The current reward component is 3.2%, while fee income is 24.5% and fee sustainability is 88%. Emission decay therefore does not currently explain the quoted APR, but any future reward program could decline over time and leave fee volume as the remaining source of return.
Because the reported reward APR is 3.2%, expiration of incentives would not remove a current reward stream from the quoted total APR of 27.7%. It could still reduce future participation and trading activity, which would lower fee income if volume falls.
Because the reported reward APR is 3.2%, expiration of incentives would not remove a current reward stream from the quoted total APR of 27.7%. It could still reduce future participation and trading activity, which would lower fee income if volume falls.

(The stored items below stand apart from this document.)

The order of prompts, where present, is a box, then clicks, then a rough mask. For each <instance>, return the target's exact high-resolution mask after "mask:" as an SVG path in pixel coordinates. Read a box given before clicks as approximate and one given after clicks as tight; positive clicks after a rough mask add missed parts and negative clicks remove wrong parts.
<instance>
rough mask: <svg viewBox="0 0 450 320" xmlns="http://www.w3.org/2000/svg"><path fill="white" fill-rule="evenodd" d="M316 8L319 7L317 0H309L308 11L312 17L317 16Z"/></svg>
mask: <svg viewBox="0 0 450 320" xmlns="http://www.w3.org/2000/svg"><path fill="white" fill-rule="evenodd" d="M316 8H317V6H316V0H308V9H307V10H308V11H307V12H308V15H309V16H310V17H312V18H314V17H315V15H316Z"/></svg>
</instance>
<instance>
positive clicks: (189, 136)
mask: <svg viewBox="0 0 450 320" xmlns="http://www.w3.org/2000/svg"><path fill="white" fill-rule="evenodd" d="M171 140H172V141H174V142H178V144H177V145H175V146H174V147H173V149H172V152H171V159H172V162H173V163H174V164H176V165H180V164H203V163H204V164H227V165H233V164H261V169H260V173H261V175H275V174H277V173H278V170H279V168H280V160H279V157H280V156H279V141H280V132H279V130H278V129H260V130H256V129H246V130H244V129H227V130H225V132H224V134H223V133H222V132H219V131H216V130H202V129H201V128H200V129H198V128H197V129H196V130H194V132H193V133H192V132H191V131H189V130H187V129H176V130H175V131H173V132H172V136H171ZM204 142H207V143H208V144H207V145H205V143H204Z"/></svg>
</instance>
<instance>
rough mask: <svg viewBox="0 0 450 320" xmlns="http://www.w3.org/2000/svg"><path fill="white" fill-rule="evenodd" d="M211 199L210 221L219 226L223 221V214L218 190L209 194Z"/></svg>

The main risks are PIPPIN price divergence from SOL, reduced PIPPIN exit liquidity, and fee compression if trading activity fades. The pool's 0.25x volume-to-TVL ratio and $3.1M TVL provide current scale, but unavailable recent impermanent-loss and range-history data limit retrospective risk measurement.
The main risks are PIPPIN price divergence from SOL, reduced PIPPIN exit liquidity, and fee compression if trading activity fades. The pool's 0.25x volume-to-TVL ratio and $3.1M TVL provide current scale, but unavailable recent impermanent-loss and range-history data limit retrospective risk measurement.
Use a predefined trigger based on deteriorating fee activity, such as a sustained rolling volume-to-TVL ratio below half of 0.25x, or a material TVL drain. Exit timing should also account for PIPPIN liquidity and any reward change rather than relying on the current 27.7% alone.
Use a predefined trigger based on deteriorating fee activity, such as a sustained rolling volume-to-TVL ratio below half of 0.25x, or a material TVL drain. Exit timing should also account for PIPPIN liquidity and any reward change rather than relying on the current 27.7% alone.
No reliable break-even period can be calculated because recent impermanent-loss history and range exposure are unavailable. Ignoring price movement and compounding, a rough fee-only payback framework is one divided by 24.5%, but actual recovery depends on future volume, the SOL-PIPPIN price relationship, and the cost of exiting.
No reliable break-even period can be calculated because recent impermanent-loss history and range exposure are unavailable. Ignoring price movement and compounding, a rough fee-only payback framework is one divided by 24.5%, but actual recovery depends on future volume, the SOL-PIPPIN price relationship, and the cost of exiting.